確かに農協の買取価格は下がったけれど、大粒・大房のものはそれほど下がった感じはしない。参入したばかりで小さい房のシャインが増え、これらがスーパーで叩き売り状態になっている。一方で房が立派なものは高値が続いていて、価格の幅が広がったように思う。所得格差の広がりがぶどうの価格を二極化させているようにも思える。

安くなったとはいえ、美味しそうに見える房となると、スーパーでも一房1500円以上したりする。この価格では買うのをためらう人が多いのではないかと思う。
このまま日本の没落が続くとシャインマスカットは金持ちと外国人の果物になってしまうのではないだろうか。

今年初の試みとして、形が悪かったり小さすぎたりする房など、そのままでは売ることができないものをバラして、組み合わせて一つの房のようにして安く売ってみることにした。軸に着いたままなら気分は損なわれない。もちろん味も変わらない。バラの組み合わせは産地ならではの売り方だ。
地元の人が買いに来る農協直売店に置いたところ、これが飛ぶように売れた。端末でリアルタイムで見ていると、あっという間に売れていく。やはり、皆食べたいけれど高くて買えない人がたくさんいるのだ。

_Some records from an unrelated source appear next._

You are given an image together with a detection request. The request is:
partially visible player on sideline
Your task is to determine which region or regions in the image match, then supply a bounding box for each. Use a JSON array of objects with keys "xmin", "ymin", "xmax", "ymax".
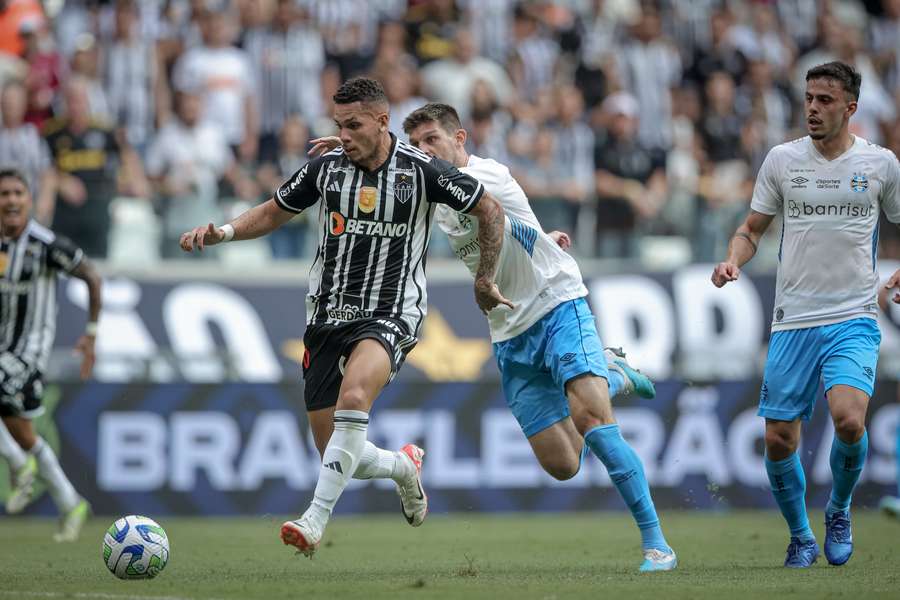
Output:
[
  {"xmin": 310, "ymin": 103, "xmax": 677, "ymax": 571},
  {"xmin": 878, "ymin": 273, "xmax": 900, "ymax": 519},
  {"xmin": 181, "ymin": 77, "xmax": 511, "ymax": 556},
  {"xmin": 0, "ymin": 169, "xmax": 100, "ymax": 542},
  {"xmin": 712, "ymin": 62, "xmax": 900, "ymax": 568}
]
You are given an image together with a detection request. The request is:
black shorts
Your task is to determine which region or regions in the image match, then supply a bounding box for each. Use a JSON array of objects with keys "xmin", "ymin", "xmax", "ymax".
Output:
[
  {"xmin": 303, "ymin": 317, "xmax": 417, "ymax": 410},
  {"xmin": 0, "ymin": 352, "xmax": 44, "ymax": 419}
]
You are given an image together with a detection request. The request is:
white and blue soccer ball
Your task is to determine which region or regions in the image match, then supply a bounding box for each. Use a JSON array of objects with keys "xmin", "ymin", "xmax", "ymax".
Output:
[{"xmin": 103, "ymin": 515, "xmax": 169, "ymax": 579}]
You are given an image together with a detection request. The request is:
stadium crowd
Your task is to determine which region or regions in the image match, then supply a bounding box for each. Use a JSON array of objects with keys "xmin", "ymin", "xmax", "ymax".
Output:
[{"xmin": 0, "ymin": 0, "xmax": 900, "ymax": 264}]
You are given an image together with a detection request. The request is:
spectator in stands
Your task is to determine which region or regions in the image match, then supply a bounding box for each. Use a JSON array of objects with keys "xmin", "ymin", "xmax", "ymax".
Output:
[
  {"xmin": 44, "ymin": 76, "xmax": 147, "ymax": 258},
  {"xmin": 0, "ymin": 80, "xmax": 56, "ymax": 225},
  {"xmin": 69, "ymin": 33, "xmax": 116, "ymax": 127},
  {"xmin": 244, "ymin": 0, "xmax": 325, "ymax": 151},
  {"xmin": 617, "ymin": 4, "xmax": 682, "ymax": 150},
  {"xmin": 594, "ymin": 92, "xmax": 667, "ymax": 258},
  {"xmin": 406, "ymin": 0, "xmax": 462, "ymax": 65},
  {"xmin": 421, "ymin": 28, "xmax": 513, "ymax": 121},
  {"xmin": 147, "ymin": 90, "xmax": 256, "ymax": 258},
  {"xmin": 173, "ymin": 6, "xmax": 259, "ymax": 161},
  {"xmin": 21, "ymin": 22, "xmax": 65, "ymax": 128},
  {"xmin": 101, "ymin": 0, "xmax": 170, "ymax": 156}
]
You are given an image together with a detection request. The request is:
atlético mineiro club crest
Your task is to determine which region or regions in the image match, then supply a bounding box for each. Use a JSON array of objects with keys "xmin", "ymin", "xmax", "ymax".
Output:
[{"xmin": 394, "ymin": 173, "xmax": 413, "ymax": 204}]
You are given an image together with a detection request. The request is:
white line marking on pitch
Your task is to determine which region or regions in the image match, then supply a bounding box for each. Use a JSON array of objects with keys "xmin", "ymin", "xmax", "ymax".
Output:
[{"xmin": 0, "ymin": 590, "xmax": 230, "ymax": 600}]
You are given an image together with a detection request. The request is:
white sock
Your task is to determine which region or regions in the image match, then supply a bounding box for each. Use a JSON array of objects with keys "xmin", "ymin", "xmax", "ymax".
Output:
[
  {"xmin": 29, "ymin": 437, "xmax": 80, "ymax": 513},
  {"xmin": 353, "ymin": 440, "xmax": 409, "ymax": 481},
  {"xmin": 303, "ymin": 410, "xmax": 369, "ymax": 529},
  {"xmin": 0, "ymin": 423, "xmax": 27, "ymax": 471}
]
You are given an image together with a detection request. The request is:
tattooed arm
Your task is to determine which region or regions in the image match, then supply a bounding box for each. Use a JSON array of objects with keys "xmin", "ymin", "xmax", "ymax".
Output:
[{"xmin": 469, "ymin": 192, "xmax": 515, "ymax": 313}]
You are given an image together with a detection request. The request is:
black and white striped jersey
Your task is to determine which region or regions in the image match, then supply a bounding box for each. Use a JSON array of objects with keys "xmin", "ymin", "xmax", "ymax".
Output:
[
  {"xmin": 275, "ymin": 134, "xmax": 484, "ymax": 335},
  {"xmin": 0, "ymin": 221, "xmax": 84, "ymax": 371}
]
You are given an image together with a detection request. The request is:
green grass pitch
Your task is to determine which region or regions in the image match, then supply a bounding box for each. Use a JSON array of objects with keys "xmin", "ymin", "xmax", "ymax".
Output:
[{"xmin": 0, "ymin": 511, "xmax": 900, "ymax": 600}]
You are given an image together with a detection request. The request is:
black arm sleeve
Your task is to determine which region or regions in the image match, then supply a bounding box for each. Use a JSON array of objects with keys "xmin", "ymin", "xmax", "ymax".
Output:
[
  {"xmin": 422, "ymin": 158, "xmax": 484, "ymax": 213},
  {"xmin": 275, "ymin": 157, "xmax": 325, "ymax": 213}
]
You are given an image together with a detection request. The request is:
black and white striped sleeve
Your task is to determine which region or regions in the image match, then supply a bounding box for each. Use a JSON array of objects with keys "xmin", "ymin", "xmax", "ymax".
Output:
[
  {"xmin": 423, "ymin": 158, "xmax": 484, "ymax": 213},
  {"xmin": 275, "ymin": 158, "xmax": 325, "ymax": 213}
]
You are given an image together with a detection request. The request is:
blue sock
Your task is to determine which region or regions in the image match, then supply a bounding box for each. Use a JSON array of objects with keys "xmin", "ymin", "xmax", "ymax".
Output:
[
  {"xmin": 606, "ymin": 369, "xmax": 625, "ymax": 398},
  {"xmin": 894, "ymin": 421, "xmax": 900, "ymax": 496},
  {"xmin": 766, "ymin": 452, "xmax": 815, "ymax": 541},
  {"xmin": 825, "ymin": 431, "xmax": 869, "ymax": 515},
  {"xmin": 584, "ymin": 423, "xmax": 671, "ymax": 552}
]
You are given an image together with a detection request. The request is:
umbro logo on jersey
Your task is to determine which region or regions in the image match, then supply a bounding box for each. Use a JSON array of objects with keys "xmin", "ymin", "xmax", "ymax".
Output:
[{"xmin": 328, "ymin": 211, "xmax": 407, "ymax": 238}]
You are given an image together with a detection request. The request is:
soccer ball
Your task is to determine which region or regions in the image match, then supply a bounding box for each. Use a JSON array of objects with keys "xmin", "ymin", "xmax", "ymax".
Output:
[{"xmin": 103, "ymin": 515, "xmax": 169, "ymax": 579}]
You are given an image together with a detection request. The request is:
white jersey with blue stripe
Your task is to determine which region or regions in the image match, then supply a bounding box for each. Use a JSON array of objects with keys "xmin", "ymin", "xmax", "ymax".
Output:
[
  {"xmin": 750, "ymin": 136, "xmax": 900, "ymax": 331},
  {"xmin": 435, "ymin": 156, "xmax": 588, "ymax": 342}
]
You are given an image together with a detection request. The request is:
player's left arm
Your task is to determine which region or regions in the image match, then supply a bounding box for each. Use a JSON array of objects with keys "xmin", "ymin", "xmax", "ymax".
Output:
[
  {"xmin": 423, "ymin": 158, "xmax": 515, "ymax": 313},
  {"xmin": 47, "ymin": 236, "xmax": 102, "ymax": 379},
  {"xmin": 71, "ymin": 257, "xmax": 103, "ymax": 379},
  {"xmin": 469, "ymin": 192, "xmax": 515, "ymax": 313},
  {"xmin": 878, "ymin": 151, "xmax": 900, "ymax": 310}
]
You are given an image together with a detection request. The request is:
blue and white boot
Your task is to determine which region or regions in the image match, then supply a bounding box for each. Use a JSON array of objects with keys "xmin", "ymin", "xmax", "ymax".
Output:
[
  {"xmin": 640, "ymin": 548, "xmax": 678, "ymax": 573},
  {"xmin": 825, "ymin": 510, "xmax": 853, "ymax": 566},
  {"xmin": 603, "ymin": 348, "xmax": 656, "ymax": 398},
  {"xmin": 784, "ymin": 537, "xmax": 819, "ymax": 569}
]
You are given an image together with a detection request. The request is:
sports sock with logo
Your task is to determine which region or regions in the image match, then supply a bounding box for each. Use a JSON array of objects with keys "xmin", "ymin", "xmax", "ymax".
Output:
[
  {"xmin": 29, "ymin": 437, "xmax": 79, "ymax": 514},
  {"xmin": 825, "ymin": 431, "xmax": 869, "ymax": 515},
  {"xmin": 353, "ymin": 440, "xmax": 409, "ymax": 481},
  {"xmin": 304, "ymin": 410, "xmax": 369, "ymax": 528},
  {"xmin": 584, "ymin": 423, "xmax": 671, "ymax": 551},
  {"xmin": 765, "ymin": 452, "xmax": 815, "ymax": 541},
  {"xmin": 0, "ymin": 423, "xmax": 26, "ymax": 471}
]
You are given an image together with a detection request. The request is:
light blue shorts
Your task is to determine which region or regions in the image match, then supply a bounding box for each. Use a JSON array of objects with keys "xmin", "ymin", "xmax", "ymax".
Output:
[
  {"xmin": 494, "ymin": 298, "xmax": 609, "ymax": 437},
  {"xmin": 757, "ymin": 318, "xmax": 881, "ymax": 421}
]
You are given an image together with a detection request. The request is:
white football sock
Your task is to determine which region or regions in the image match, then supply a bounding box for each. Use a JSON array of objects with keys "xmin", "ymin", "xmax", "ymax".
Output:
[
  {"xmin": 29, "ymin": 437, "xmax": 80, "ymax": 514},
  {"xmin": 0, "ymin": 423, "xmax": 27, "ymax": 471},
  {"xmin": 303, "ymin": 410, "xmax": 369, "ymax": 529},
  {"xmin": 353, "ymin": 440, "xmax": 409, "ymax": 481}
]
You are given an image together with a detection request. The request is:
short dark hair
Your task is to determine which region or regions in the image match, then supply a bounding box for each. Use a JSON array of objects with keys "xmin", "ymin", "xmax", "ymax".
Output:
[
  {"xmin": 806, "ymin": 60, "xmax": 862, "ymax": 100},
  {"xmin": 0, "ymin": 167, "xmax": 30, "ymax": 190},
  {"xmin": 331, "ymin": 77, "xmax": 388, "ymax": 104},
  {"xmin": 403, "ymin": 102, "xmax": 462, "ymax": 134}
]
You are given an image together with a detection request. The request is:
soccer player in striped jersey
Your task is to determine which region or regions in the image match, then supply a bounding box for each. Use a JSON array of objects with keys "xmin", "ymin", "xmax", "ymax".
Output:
[
  {"xmin": 712, "ymin": 62, "xmax": 900, "ymax": 568},
  {"xmin": 181, "ymin": 77, "xmax": 511, "ymax": 556},
  {"xmin": 310, "ymin": 103, "xmax": 677, "ymax": 572},
  {"xmin": 0, "ymin": 169, "xmax": 100, "ymax": 542}
]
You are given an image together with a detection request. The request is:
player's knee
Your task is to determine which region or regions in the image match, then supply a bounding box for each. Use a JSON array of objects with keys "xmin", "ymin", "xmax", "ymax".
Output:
[
  {"xmin": 336, "ymin": 386, "xmax": 369, "ymax": 412},
  {"xmin": 766, "ymin": 428, "xmax": 797, "ymax": 460},
  {"xmin": 544, "ymin": 460, "xmax": 580, "ymax": 481},
  {"xmin": 834, "ymin": 414, "xmax": 866, "ymax": 443}
]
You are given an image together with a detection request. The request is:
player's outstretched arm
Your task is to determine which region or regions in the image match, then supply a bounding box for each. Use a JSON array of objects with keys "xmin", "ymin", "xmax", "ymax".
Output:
[
  {"xmin": 72, "ymin": 258, "xmax": 103, "ymax": 379},
  {"xmin": 469, "ymin": 192, "xmax": 515, "ymax": 313},
  {"xmin": 712, "ymin": 210, "xmax": 775, "ymax": 287},
  {"xmin": 179, "ymin": 198, "xmax": 294, "ymax": 252}
]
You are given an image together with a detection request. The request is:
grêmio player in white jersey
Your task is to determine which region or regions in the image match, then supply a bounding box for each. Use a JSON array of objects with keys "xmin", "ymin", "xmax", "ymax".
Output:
[
  {"xmin": 712, "ymin": 62, "xmax": 900, "ymax": 568},
  {"xmin": 403, "ymin": 103, "xmax": 677, "ymax": 571}
]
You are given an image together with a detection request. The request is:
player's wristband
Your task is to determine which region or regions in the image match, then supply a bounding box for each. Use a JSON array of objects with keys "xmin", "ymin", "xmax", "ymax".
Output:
[{"xmin": 220, "ymin": 223, "xmax": 234, "ymax": 242}]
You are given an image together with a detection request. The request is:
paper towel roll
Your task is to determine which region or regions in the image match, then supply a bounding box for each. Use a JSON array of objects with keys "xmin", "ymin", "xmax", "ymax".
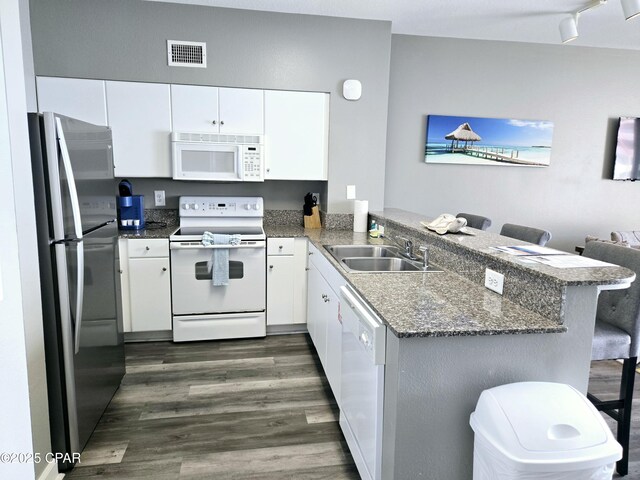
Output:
[{"xmin": 353, "ymin": 200, "xmax": 369, "ymax": 232}]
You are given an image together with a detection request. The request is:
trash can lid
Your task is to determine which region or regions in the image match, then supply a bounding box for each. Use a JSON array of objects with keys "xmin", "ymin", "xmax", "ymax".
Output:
[{"xmin": 470, "ymin": 382, "xmax": 622, "ymax": 466}]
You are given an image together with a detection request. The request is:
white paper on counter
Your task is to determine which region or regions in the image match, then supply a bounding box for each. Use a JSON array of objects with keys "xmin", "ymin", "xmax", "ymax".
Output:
[
  {"xmin": 353, "ymin": 200, "xmax": 369, "ymax": 232},
  {"xmin": 527, "ymin": 255, "xmax": 617, "ymax": 268}
]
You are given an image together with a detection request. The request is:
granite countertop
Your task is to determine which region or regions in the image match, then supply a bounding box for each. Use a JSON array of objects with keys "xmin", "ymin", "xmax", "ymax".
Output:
[
  {"xmin": 265, "ymin": 226, "xmax": 566, "ymax": 338},
  {"xmin": 371, "ymin": 208, "xmax": 635, "ymax": 286},
  {"xmin": 118, "ymin": 222, "xmax": 178, "ymax": 240}
]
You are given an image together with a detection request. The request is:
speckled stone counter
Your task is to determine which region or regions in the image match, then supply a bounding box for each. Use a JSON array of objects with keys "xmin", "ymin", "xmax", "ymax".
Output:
[
  {"xmin": 265, "ymin": 211, "xmax": 633, "ymax": 480},
  {"xmin": 118, "ymin": 208, "xmax": 179, "ymax": 239},
  {"xmin": 118, "ymin": 223, "xmax": 178, "ymax": 240},
  {"xmin": 265, "ymin": 226, "xmax": 565, "ymax": 338},
  {"xmin": 265, "ymin": 210, "xmax": 633, "ymax": 338}
]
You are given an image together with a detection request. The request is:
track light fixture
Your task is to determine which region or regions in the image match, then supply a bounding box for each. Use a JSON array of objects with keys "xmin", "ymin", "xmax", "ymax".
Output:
[
  {"xmin": 621, "ymin": 0, "xmax": 640, "ymax": 20},
  {"xmin": 560, "ymin": 0, "xmax": 640, "ymax": 43},
  {"xmin": 560, "ymin": 13, "xmax": 578, "ymax": 43}
]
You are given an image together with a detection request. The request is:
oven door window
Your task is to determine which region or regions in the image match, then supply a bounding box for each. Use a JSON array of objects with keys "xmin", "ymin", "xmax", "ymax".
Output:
[
  {"xmin": 171, "ymin": 245, "xmax": 266, "ymax": 315},
  {"xmin": 175, "ymin": 145, "xmax": 241, "ymax": 180},
  {"xmin": 194, "ymin": 260, "xmax": 244, "ymax": 282}
]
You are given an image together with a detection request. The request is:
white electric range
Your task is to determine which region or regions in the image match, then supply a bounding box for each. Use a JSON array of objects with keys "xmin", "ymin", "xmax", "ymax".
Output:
[{"xmin": 169, "ymin": 196, "xmax": 266, "ymax": 342}]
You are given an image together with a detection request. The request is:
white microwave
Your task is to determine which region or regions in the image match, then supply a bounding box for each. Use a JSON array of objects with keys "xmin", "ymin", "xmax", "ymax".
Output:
[{"xmin": 171, "ymin": 132, "xmax": 264, "ymax": 182}]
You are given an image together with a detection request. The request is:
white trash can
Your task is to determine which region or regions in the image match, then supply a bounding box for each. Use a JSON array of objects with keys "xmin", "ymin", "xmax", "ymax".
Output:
[{"xmin": 469, "ymin": 382, "xmax": 622, "ymax": 480}]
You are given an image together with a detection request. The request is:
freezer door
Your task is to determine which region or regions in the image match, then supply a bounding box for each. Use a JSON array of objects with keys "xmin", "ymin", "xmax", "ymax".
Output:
[
  {"xmin": 55, "ymin": 115, "xmax": 116, "ymax": 232},
  {"xmin": 67, "ymin": 224, "xmax": 124, "ymax": 449}
]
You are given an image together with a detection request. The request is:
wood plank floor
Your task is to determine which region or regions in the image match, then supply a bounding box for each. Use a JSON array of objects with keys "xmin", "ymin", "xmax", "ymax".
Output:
[
  {"xmin": 65, "ymin": 335, "xmax": 640, "ymax": 480},
  {"xmin": 65, "ymin": 334, "xmax": 360, "ymax": 480},
  {"xmin": 589, "ymin": 360, "xmax": 640, "ymax": 480}
]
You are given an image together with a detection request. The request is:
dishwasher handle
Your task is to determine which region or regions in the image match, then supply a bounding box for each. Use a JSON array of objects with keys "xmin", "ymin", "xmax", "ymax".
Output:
[
  {"xmin": 169, "ymin": 242, "xmax": 266, "ymax": 250},
  {"xmin": 340, "ymin": 285, "xmax": 387, "ymax": 365}
]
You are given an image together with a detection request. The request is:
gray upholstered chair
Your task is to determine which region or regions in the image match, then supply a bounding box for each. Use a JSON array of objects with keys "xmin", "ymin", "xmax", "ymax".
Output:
[
  {"xmin": 611, "ymin": 230, "xmax": 640, "ymax": 248},
  {"xmin": 583, "ymin": 242, "xmax": 640, "ymax": 475},
  {"xmin": 500, "ymin": 223, "xmax": 551, "ymax": 246},
  {"xmin": 456, "ymin": 213, "xmax": 491, "ymax": 230}
]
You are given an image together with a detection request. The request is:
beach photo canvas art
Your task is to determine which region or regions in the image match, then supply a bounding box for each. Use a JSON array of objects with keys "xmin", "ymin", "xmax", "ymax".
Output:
[{"xmin": 424, "ymin": 115, "xmax": 553, "ymax": 167}]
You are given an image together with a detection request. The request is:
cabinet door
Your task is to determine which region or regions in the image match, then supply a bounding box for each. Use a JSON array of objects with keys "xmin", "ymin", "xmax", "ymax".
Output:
[
  {"xmin": 118, "ymin": 238, "xmax": 131, "ymax": 332},
  {"xmin": 307, "ymin": 266, "xmax": 329, "ymax": 366},
  {"xmin": 106, "ymin": 82, "xmax": 171, "ymax": 177},
  {"xmin": 264, "ymin": 90, "xmax": 329, "ymax": 180},
  {"xmin": 218, "ymin": 88, "xmax": 264, "ymax": 135},
  {"xmin": 36, "ymin": 77, "xmax": 107, "ymax": 125},
  {"xmin": 292, "ymin": 238, "xmax": 309, "ymax": 323},
  {"xmin": 129, "ymin": 258, "xmax": 171, "ymax": 332},
  {"xmin": 325, "ymin": 289, "xmax": 342, "ymax": 405},
  {"xmin": 171, "ymin": 85, "xmax": 219, "ymax": 133},
  {"xmin": 267, "ymin": 255, "xmax": 295, "ymax": 325}
]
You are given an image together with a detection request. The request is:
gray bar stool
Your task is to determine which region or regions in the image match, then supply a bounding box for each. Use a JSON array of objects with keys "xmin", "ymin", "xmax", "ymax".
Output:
[
  {"xmin": 456, "ymin": 213, "xmax": 491, "ymax": 230},
  {"xmin": 500, "ymin": 223, "xmax": 551, "ymax": 247},
  {"xmin": 583, "ymin": 242, "xmax": 640, "ymax": 475}
]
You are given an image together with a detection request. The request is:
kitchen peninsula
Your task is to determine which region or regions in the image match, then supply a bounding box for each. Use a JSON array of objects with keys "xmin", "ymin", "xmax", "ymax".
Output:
[{"xmin": 266, "ymin": 209, "xmax": 634, "ymax": 480}]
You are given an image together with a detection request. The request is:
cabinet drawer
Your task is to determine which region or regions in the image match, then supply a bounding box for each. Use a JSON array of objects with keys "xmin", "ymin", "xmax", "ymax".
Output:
[
  {"xmin": 267, "ymin": 238, "xmax": 294, "ymax": 255},
  {"xmin": 129, "ymin": 238, "xmax": 169, "ymax": 258}
]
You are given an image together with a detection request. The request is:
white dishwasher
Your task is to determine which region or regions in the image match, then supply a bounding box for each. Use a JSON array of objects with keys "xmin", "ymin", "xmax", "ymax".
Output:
[{"xmin": 340, "ymin": 285, "xmax": 387, "ymax": 480}]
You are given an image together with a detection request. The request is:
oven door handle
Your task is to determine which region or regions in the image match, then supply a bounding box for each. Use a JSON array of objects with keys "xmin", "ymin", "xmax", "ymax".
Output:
[{"xmin": 169, "ymin": 242, "xmax": 266, "ymax": 250}]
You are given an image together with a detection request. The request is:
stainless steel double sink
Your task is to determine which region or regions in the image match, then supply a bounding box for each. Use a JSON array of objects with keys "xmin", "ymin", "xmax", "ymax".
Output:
[{"xmin": 324, "ymin": 245, "xmax": 442, "ymax": 273}]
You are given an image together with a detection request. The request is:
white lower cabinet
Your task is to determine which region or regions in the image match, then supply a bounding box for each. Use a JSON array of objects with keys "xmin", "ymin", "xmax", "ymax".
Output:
[
  {"xmin": 120, "ymin": 239, "xmax": 171, "ymax": 332},
  {"xmin": 307, "ymin": 245, "xmax": 345, "ymax": 405},
  {"xmin": 267, "ymin": 237, "xmax": 308, "ymax": 325}
]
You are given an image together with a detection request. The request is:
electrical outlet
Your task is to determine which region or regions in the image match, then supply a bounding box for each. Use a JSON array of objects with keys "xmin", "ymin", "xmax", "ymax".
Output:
[
  {"xmin": 484, "ymin": 268, "xmax": 504, "ymax": 295},
  {"xmin": 153, "ymin": 190, "xmax": 165, "ymax": 207}
]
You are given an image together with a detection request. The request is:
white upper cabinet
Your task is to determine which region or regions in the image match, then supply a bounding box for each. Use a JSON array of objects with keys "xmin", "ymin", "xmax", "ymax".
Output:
[
  {"xmin": 171, "ymin": 85, "xmax": 264, "ymax": 135},
  {"xmin": 36, "ymin": 77, "xmax": 107, "ymax": 125},
  {"xmin": 264, "ymin": 90, "xmax": 329, "ymax": 180},
  {"xmin": 218, "ymin": 88, "xmax": 264, "ymax": 135},
  {"xmin": 171, "ymin": 85, "xmax": 219, "ymax": 133},
  {"xmin": 106, "ymin": 81, "xmax": 171, "ymax": 177}
]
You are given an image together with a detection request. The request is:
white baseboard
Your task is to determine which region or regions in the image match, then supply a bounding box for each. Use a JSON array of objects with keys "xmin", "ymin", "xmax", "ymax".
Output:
[{"xmin": 38, "ymin": 462, "xmax": 64, "ymax": 480}]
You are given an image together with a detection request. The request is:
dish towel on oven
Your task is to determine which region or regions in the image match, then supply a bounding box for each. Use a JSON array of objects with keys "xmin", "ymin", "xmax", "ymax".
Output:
[{"xmin": 202, "ymin": 232, "xmax": 240, "ymax": 286}]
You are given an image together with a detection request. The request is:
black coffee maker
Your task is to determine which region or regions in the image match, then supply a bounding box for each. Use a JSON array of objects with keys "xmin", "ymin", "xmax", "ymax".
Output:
[{"xmin": 118, "ymin": 180, "xmax": 144, "ymax": 230}]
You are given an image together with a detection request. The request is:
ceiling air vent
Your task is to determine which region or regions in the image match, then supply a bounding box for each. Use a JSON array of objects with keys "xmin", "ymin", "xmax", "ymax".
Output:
[{"xmin": 167, "ymin": 40, "xmax": 207, "ymax": 68}]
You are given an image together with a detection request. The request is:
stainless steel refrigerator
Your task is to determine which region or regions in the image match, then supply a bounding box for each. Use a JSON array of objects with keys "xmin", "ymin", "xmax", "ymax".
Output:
[{"xmin": 28, "ymin": 113, "xmax": 124, "ymax": 471}]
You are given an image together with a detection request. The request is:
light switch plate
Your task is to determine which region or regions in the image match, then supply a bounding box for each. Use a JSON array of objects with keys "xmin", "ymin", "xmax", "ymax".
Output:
[
  {"xmin": 347, "ymin": 185, "xmax": 356, "ymax": 200},
  {"xmin": 153, "ymin": 190, "xmax": 165, "ymax": 207},
  {"xmin": 484, "ymin": 268, "xmax": 504, "ymax": 295}
]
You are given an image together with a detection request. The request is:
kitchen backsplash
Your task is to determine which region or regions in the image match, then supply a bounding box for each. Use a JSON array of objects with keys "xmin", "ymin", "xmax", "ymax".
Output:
[{"xmin": 144, "ymin": 208, "xmax": 353, "ymax": 230}]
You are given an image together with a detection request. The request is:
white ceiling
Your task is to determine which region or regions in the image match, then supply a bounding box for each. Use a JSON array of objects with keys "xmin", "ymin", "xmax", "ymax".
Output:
[{"xmin": 149, "ymin": 0, "xmax": 640, "ymax": 50}]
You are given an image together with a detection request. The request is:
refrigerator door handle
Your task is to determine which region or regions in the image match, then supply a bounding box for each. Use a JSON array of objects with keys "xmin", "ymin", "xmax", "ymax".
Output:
[
  {"xmin": 73, "ymin": 241, "xmax": 84, "ymax": 355},
  {"xmin": 56, "ymin": 117, "xmax": 84, "ymax": 355}
]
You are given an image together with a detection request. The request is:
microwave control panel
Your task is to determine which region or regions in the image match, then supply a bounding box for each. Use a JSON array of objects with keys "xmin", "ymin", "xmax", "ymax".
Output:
[{"xmin": 242, "ymin": 145, "xmax": 264, "ymax": 182}]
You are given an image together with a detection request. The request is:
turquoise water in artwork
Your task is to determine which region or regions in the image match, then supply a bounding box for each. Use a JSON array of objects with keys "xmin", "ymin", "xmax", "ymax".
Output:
[{"xmin": 425, "ymin": 142, "xmax": 551, "ymax": 166}]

果物は人を幸せな気分にする。そんな仕事ができるのが嬉しい。
産地で美味しいぶどうを安く買えないようでは、まるで都会の植民地。品質を高めて高値で売るだけでなく、直接買いに来てくれる人をはじめ、たくさんの人にささやかな幸せを届けたい。
来年もがんばろう、単純にそう思えることに感謝したい。